$23.99
Instructions: Please put all answers in a single PDF with your name and NetID and upload to SAKAI before class on the due date (there is a LaTeX template on the course web site for you to use). Definitely consider working in a group; please include the names of the people in your group and write up your solutions separately. If you look at any references (even wikipedia), cite them. If you happen to track the number of hours you spent on the homework, it would be great if you could put that at the top of your homework to give us an indication of how difficult it was.
Problem 1
EM and K-means
(a) We wish to compute the M-step in an E-M algorithm for a Gaussian mixture model.
Starting with the expected complete data log likelihood (auxiliary) function:
n K n K
Q(θ, θ(t−1) ) =
X X p(zi = k|xi , θ(t−1) ) log[πk ] + X X p(zi = k|xi , θ(t−1) ) log[p(xi |θk )]
i=1 k=1
where θ = {µk , πk , Σk }
i=1 k=1
(based on Equation 11.26 on page 351 in Murphy’s Book)
derive the maximum likelihood estimations of µk and πk .
As defined in equations 11.1 and 11.2 on pages 338 − 9 in Murphy’s book: each base distribution in the mixture model is a multivariate Gaussian with mean vector
µk and covariance matrix Σk . And π are the mixing weights sastifying 0 ≤ πk ≤ 1
and
PK
k=1
πk = 1.
(b) Compare these maximum likelihood updates for π and µ to that of K-means (Section
11.4.2.5 on page 352 in Murphy’s book). How are the updates similar and how do they differ? Use 3 − 4 sentences to explain your answer.
Problem 2
Hidden Markov Model
Z1 Z2 ZT
X1 X2 XT
In this problem we will be using a first-order Hidden Markov Model (HMM). Where our latent variables are denoted as Z ∈ {Z1, ..., ZT } and our observed variables are X ∈ {X1 , ..., XT } as shown in the figure above. Assume we have observed data D =
{x1, . . . , xn }, where xi ∈ {0, 1}. Assume the emission and transition distributions are:
Xt |Zt ∼ Ber(µZt )
Zt |Zt−1 ∼ Ber(πZt−1 )
Note: that Zt and Zt−1 are subscript notations of the parameters µ and π in the Bernoulli distributions above.

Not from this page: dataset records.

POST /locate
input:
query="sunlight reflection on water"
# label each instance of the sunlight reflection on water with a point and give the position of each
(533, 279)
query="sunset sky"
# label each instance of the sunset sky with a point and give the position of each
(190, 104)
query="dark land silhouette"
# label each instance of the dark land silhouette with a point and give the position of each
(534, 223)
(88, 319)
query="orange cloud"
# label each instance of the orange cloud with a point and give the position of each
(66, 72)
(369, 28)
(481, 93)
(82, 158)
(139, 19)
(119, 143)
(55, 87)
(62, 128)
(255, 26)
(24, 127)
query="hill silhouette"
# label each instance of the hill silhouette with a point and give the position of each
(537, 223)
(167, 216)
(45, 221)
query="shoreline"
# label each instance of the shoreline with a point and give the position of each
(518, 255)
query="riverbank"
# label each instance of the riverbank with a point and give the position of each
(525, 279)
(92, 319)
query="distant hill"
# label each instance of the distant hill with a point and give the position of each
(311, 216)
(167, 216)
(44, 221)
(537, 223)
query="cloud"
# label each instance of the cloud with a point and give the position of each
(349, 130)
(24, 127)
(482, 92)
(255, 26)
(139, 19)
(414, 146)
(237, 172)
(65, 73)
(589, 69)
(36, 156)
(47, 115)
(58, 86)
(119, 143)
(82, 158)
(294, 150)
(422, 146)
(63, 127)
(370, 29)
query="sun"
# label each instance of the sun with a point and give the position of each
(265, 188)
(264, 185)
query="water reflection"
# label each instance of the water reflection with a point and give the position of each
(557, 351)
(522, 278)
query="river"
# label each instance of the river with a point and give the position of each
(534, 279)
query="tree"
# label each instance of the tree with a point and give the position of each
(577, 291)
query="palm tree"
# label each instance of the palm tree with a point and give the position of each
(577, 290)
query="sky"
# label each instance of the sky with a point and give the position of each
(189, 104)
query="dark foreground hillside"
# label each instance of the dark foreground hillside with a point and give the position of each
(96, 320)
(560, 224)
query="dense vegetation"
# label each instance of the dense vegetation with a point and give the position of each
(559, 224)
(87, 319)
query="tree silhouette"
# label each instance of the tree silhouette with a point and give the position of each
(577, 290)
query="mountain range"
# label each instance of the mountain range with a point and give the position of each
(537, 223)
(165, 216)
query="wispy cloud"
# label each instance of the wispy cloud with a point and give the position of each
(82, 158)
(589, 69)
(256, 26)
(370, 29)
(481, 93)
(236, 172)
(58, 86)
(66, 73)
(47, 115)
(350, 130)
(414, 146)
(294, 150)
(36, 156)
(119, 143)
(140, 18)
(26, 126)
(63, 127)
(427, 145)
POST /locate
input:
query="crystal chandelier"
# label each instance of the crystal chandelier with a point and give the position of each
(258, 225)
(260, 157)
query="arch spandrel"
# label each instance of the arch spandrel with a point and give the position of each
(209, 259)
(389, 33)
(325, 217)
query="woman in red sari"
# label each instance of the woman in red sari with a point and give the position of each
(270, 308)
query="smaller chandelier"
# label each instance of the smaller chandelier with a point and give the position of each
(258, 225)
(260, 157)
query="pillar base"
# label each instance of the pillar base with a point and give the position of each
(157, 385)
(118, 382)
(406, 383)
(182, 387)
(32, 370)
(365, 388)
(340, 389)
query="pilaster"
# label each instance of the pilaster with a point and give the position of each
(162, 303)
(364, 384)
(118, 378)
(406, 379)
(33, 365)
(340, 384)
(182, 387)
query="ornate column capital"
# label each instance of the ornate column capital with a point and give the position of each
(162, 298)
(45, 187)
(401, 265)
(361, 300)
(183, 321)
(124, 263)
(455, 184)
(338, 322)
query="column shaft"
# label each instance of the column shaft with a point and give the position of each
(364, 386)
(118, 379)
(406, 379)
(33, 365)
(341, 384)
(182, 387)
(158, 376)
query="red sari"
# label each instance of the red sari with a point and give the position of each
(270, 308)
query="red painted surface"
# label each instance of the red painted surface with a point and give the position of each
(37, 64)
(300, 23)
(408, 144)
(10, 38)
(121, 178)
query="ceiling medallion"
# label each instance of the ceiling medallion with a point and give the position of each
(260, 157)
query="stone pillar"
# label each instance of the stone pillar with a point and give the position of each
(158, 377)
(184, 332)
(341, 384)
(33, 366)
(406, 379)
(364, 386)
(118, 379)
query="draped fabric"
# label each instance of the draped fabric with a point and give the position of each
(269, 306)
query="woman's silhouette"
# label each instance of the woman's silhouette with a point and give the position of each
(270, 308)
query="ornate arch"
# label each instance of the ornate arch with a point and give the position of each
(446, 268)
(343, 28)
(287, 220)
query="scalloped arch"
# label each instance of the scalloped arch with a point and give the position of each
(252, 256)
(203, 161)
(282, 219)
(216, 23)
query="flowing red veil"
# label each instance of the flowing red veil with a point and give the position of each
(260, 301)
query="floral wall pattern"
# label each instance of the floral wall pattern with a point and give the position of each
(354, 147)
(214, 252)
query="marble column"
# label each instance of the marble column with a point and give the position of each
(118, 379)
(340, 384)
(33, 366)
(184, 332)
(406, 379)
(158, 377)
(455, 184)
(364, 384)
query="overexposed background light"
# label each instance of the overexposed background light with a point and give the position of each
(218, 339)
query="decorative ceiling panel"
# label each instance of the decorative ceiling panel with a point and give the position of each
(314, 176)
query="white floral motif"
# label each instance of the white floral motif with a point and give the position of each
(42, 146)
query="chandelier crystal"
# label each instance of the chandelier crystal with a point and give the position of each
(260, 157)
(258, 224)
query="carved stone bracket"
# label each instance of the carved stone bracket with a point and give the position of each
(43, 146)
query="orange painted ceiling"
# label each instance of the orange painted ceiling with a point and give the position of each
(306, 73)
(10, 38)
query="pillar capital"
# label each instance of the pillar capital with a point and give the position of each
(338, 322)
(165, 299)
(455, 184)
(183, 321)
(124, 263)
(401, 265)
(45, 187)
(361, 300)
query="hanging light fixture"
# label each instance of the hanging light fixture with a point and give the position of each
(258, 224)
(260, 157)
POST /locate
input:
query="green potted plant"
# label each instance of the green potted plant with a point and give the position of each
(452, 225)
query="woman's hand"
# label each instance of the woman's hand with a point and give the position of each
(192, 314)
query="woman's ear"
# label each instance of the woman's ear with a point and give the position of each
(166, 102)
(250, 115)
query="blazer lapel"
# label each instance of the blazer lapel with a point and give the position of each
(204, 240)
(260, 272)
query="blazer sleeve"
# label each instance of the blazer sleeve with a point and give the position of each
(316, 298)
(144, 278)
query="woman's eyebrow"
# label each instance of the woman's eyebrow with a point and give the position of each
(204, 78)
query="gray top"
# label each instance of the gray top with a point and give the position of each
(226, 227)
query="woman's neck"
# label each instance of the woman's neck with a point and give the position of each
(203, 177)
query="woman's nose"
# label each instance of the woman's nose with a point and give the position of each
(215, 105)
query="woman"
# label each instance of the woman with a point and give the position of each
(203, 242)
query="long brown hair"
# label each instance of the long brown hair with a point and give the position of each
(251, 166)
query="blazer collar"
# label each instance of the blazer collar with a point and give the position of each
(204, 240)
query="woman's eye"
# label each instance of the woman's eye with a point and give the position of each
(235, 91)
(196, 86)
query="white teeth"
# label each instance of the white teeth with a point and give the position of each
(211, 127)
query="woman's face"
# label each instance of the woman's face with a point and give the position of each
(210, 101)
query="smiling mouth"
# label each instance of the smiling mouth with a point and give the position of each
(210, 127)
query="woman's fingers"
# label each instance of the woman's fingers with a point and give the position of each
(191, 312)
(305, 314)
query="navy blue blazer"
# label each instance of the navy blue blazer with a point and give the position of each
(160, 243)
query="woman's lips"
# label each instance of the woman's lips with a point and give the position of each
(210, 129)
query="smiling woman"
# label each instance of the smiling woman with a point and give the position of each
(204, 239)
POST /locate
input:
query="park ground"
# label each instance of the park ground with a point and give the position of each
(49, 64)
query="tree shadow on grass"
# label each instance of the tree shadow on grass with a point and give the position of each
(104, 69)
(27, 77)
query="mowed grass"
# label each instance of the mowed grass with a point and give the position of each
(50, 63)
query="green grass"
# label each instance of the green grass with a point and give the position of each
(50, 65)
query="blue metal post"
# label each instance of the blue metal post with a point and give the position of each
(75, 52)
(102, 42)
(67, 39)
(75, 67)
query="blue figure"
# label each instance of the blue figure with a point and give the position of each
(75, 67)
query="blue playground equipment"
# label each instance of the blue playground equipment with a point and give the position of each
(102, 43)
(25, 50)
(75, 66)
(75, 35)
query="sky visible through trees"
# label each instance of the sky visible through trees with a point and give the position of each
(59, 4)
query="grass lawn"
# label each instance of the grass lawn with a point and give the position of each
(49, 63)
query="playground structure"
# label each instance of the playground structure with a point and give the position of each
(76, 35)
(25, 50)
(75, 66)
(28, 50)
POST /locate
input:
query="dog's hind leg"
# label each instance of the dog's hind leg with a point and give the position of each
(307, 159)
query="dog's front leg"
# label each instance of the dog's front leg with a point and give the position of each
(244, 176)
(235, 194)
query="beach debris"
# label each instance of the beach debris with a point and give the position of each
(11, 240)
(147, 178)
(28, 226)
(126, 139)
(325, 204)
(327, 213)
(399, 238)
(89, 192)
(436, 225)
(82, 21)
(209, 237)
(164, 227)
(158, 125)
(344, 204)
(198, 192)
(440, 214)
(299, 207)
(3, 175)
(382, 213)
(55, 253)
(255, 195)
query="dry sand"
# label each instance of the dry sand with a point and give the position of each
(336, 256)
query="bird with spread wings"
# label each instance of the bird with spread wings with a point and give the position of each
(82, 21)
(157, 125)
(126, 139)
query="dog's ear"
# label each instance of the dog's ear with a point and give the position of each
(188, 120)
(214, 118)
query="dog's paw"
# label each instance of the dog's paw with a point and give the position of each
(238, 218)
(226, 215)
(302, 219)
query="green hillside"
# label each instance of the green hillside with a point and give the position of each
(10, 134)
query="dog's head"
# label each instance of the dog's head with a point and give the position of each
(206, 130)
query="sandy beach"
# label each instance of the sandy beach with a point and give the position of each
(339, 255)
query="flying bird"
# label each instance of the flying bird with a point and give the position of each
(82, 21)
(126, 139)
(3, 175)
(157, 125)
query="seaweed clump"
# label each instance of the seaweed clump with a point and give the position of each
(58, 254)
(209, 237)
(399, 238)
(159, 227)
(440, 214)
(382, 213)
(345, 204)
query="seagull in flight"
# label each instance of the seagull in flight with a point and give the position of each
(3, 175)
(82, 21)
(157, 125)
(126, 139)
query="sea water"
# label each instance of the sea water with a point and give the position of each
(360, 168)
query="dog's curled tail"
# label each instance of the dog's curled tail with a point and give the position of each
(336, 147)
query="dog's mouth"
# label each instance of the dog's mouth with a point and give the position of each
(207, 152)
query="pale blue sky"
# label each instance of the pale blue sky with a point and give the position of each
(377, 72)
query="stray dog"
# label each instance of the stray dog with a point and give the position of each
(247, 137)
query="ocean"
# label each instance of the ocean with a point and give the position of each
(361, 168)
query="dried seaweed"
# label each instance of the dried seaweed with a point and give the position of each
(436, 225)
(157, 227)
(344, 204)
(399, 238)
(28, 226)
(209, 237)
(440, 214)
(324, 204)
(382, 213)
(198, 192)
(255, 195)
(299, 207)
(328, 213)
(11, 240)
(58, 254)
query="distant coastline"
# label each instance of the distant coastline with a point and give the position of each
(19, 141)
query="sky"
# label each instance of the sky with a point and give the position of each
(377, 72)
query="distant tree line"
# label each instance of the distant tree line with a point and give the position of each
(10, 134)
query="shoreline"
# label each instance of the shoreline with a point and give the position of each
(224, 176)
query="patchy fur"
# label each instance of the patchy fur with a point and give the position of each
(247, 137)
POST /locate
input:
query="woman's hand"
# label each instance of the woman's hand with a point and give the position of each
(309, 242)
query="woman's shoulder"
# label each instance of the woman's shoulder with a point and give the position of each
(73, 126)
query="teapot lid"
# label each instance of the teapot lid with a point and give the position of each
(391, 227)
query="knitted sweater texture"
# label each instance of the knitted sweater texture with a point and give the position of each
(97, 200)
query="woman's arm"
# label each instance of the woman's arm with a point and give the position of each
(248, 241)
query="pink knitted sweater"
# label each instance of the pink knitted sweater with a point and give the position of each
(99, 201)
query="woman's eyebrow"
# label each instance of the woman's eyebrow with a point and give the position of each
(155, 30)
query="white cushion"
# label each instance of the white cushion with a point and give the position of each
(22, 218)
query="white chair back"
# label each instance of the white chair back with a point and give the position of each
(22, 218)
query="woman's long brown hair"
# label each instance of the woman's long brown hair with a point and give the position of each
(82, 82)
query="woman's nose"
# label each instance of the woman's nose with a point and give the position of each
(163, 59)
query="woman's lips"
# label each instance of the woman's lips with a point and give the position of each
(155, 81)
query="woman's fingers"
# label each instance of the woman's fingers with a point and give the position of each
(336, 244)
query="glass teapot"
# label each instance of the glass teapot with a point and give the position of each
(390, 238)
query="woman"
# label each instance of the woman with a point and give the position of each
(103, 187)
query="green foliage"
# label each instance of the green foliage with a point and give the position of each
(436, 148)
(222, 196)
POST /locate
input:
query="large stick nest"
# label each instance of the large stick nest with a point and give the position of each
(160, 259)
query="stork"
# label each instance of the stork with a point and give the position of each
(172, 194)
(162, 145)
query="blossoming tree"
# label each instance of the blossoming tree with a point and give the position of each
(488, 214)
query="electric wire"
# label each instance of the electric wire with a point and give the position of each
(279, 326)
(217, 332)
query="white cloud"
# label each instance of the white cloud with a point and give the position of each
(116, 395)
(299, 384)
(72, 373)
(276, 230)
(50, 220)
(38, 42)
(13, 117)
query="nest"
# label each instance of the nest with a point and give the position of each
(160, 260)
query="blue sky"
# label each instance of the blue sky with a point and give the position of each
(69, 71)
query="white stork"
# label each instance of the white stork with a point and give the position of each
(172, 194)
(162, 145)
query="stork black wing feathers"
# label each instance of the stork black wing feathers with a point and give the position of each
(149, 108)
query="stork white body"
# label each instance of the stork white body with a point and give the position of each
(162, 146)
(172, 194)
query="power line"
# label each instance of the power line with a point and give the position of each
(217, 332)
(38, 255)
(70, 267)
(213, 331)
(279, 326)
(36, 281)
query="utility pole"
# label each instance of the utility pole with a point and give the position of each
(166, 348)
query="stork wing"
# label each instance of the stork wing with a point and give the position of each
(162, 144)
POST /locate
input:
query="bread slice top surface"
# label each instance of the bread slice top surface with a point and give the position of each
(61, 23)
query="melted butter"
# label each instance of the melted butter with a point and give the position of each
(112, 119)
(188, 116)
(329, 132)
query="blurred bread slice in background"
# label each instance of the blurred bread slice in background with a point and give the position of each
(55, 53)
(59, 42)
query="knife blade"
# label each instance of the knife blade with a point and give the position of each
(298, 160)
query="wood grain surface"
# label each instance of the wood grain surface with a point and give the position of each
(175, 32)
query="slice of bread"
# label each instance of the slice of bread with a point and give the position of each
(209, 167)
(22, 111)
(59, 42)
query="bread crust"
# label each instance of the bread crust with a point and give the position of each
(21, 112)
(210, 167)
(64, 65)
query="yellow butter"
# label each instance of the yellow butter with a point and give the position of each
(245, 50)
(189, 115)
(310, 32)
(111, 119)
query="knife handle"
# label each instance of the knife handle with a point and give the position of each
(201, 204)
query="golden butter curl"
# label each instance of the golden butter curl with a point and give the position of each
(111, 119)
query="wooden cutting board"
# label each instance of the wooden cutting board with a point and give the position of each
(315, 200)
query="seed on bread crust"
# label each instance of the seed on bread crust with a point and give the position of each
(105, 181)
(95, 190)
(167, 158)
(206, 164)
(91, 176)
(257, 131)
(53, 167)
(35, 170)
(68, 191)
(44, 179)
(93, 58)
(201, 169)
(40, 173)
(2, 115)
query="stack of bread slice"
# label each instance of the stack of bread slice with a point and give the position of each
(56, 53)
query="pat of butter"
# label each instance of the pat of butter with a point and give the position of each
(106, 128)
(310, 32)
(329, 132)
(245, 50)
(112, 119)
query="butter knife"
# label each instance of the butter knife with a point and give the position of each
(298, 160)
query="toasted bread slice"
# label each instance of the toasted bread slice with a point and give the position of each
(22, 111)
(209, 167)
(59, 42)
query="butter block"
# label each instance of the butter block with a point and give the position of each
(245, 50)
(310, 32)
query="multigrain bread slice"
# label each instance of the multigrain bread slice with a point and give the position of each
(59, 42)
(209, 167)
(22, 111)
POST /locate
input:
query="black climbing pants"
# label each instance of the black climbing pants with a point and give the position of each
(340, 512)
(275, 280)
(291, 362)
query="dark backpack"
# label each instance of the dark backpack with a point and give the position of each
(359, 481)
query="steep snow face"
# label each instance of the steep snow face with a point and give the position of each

Our goals are to estimate parameters θ = {µ, π}, and also update our estimates as we observe more data.
(a) Write out the observation likelihood function (P (X |θ)).
(b) Write out the complete data log likelihood (`c(θ) = log P (X, Z |θ)).
(c) Write out the expected complete data log likelihood(Q(θ, θ t−1) = E[`c(θ)|D, θ t−1]). (d) Explicitly write out the maximum likelihood updates for π and µ (the M-step),
assuming the E-step is as we discussed in class.
(e) Clearly outline and write out the steps for updating the parameters using the Expectation - Maximization algorithm in pseudocode (but you do not need to implement it).
Problem 3
Conceptual clustering algorithm
We have seen in class that we can use the K-means algorithms to identify K clusters in a dataset. Now consider a case where we are given a data set X ∈ R1000×1 (download from Sakai) and do not know the appropriate pre-defined cluster number, K . We propose to cluster the data, and determine the number of clusters K from the data, using the following method:
(Note that ηk is the centroid of cluster k, and K is the number of clusters, each with their own centroid: η = {η1, ..., ηK })
Adaptive K-means algorithm:
1. Initialize by labeling all of the data in one cluster (all Xi ’s are assigned to one cluster and call η0 is their centroid). Store η0.
2. Within the range of the data (i.e., based on centroid η0), randomly generate a new centroid, which we will call ηK +1 .
3. Assign each Xi to one of K +1 clusters based on which ηk minimizes the Euclidean distance:
zi = argmink ||xi − ηk ||2
4. Keep all centroids, ηk , that have at least one Xi assigned to it. Update the value of K based on the total number of labelled centroids. Update the retained centroids based on assigned data points, as in the standard K-means algorithm.
5. Repeat Steps 2 − 4 until you have reached a reasonable stopping place.
Question:
1. Conceptually, how many clusters do we expect to have? In other words, what value of K should we expect? Answer this before implementing.
2. When you implement this method in R, how many clusters do we end up with
(please show code)?
3. How do you suggest we modify our method to prevent overfitting? Try this approach in your code and report the estimated K . Did it work?